Hierauf hat der Antragsteller die richterliche Kostenfestsetzung beantragt: Nach den Darstellungen des Bevollmächtigten der Klägerin sei es notwendig gewesen, eine eingehende Stellungnahme abzugeben, um dem Gericht die Möglichkeit zugeben die tatsächlichen Sachverhalte ausführlich und zutreffend zu bewerten. Durch die neu formulierte Darstellung des Bevollmächtigten der Klägerin sei es notwendig gewesen, zum Gutachtens selbst und zu dem Vorwurf der Befangenheit Stellung zunehmen.

Der Antragsgegner hält die Auffassung der Kostenbeamtin für zutreffend.

II. Der Antrag auf richterliche Fristsetzung der Entschädigung für die Stellungnahme vom 17.3.2003 führt zu einer Entschädigung in Höhe von 104,40 €.

Nach § 3 ZSEG werden Sachverständige für ihre Leistungen entschädigt. Diese besteht in erster Linie in der Erstellung eines Gutachtens.

Wird der Sachverständige vom Gericht aufgefordert, zu einem Ablehnungsgesuch Stellung zunehmen, so ist es nur dann richtig, ihn für eine Stellungnahme nicht zu entschädigen, wenn die Besorgnis der Befangenheit im persönlichen Verhalten des Sachverständigen gesehen wird, etwa in seinen Äußerungen gegenüber einem Prozessbeteiligten.

Entgegen der vom Antragsgegner vorgelegten Auffassung des Landessozialgerichts für das Land Brandenburg (Beschluss v. 4.9.01, Az.: L 2 SF 19/01) kann nicht pauschal davon ausgegangen werden, dass der Sachverständige, wird er zu einem Ablehnungsantrag wegen der Besorgnis der Befangenheit zur Stellungnahme aufgefordert, nicht zu Beweiszwecken tätig werde.

Zur Leistung des Sachverständigen, die nach § 3 ZSEG zu entschädigen ist, gehören auch die Ausführungen des Sachverständigen in seiner Stellungnahme zu einem Ablehnungsgesuch, das auf den Inhalt des Gutachtens gestützt ist.

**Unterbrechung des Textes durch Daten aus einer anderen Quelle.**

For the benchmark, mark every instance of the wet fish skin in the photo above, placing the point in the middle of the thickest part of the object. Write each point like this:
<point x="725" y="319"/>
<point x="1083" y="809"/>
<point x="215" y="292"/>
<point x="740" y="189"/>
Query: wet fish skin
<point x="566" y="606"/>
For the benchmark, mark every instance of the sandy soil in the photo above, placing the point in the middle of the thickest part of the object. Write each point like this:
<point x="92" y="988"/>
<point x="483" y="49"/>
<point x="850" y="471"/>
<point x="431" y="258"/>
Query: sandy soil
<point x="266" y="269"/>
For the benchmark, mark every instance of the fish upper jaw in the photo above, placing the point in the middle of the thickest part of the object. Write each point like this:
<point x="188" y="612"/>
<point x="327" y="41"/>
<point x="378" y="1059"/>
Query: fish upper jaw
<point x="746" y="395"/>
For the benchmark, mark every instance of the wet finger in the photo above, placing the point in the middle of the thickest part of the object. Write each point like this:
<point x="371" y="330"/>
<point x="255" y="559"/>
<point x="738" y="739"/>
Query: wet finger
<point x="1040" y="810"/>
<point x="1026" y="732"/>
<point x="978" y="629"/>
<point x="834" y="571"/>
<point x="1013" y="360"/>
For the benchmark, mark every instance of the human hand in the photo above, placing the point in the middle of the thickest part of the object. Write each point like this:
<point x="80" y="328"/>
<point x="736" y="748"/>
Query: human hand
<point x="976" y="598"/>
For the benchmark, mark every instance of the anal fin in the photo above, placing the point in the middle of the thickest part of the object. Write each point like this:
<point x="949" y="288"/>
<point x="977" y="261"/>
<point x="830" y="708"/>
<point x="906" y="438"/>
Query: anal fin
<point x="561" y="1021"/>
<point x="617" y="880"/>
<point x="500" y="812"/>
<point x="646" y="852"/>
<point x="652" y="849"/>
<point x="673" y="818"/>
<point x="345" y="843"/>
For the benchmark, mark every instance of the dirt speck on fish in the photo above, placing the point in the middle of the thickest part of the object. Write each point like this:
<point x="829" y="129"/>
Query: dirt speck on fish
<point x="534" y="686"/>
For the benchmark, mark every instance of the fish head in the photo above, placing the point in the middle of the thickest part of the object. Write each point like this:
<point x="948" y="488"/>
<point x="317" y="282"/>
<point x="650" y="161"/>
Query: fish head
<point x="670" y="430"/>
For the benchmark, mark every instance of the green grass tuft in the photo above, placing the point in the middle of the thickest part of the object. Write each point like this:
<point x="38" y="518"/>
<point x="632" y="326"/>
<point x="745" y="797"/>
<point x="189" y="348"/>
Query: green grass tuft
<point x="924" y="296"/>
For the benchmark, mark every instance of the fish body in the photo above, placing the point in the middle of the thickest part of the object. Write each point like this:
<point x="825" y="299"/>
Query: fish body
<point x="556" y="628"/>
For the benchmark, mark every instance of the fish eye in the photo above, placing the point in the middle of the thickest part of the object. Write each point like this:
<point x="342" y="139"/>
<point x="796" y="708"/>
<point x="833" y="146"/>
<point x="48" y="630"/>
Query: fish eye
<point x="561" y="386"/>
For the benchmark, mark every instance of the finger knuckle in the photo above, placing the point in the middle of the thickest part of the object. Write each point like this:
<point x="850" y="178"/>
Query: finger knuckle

Wird der Ablehnungsantrag mit Ausführungen zum Inhalt des Sachverständigengutachtens begründet, hängt die Verwertbarkeit des Sachverständigengutachtens zu Beweiszwecken davon ab, ob der Sachverständige diese Einwände für das Gericht nachvollziehbar widerlegen kann. Anders als bei Ablehnungsvorwürfen, die sich nicht auf den Inhalt des Gutachtens beziehen, sondern auf die Person des Gutachters, etwa wegen dessen Äußerungen gegenüber einem Prozessbeteiligten, ist es hier notwendig, dass der Sachverständige sich mit den inhaltlichen Vorwurf auseinandersetzt und für das Gericht schlüssig und nachvollziehbar hierzu Stellung nimmt. Der Sachverständige hat dafür Sorge zu tragen, dass ein verwertbares Gutachten erstellt wird, und zwar nicht nur im eigenen Interesse zur Vermeidung des Verlustes des Entschädigungsanspruchs wegen einer Pflichtverletzung, sondern auch zur Förderung des Verfahrens (OLG Frankfurt/M. MDR 1993, 484). In Fällen, in denen eine inhaltliche Auseinandersetzung mit dem Gutachten erforderlich ist und daher auch Beweiszwecken dient, ist diese Tätigkeit folgerichtig auch zu entschädigen.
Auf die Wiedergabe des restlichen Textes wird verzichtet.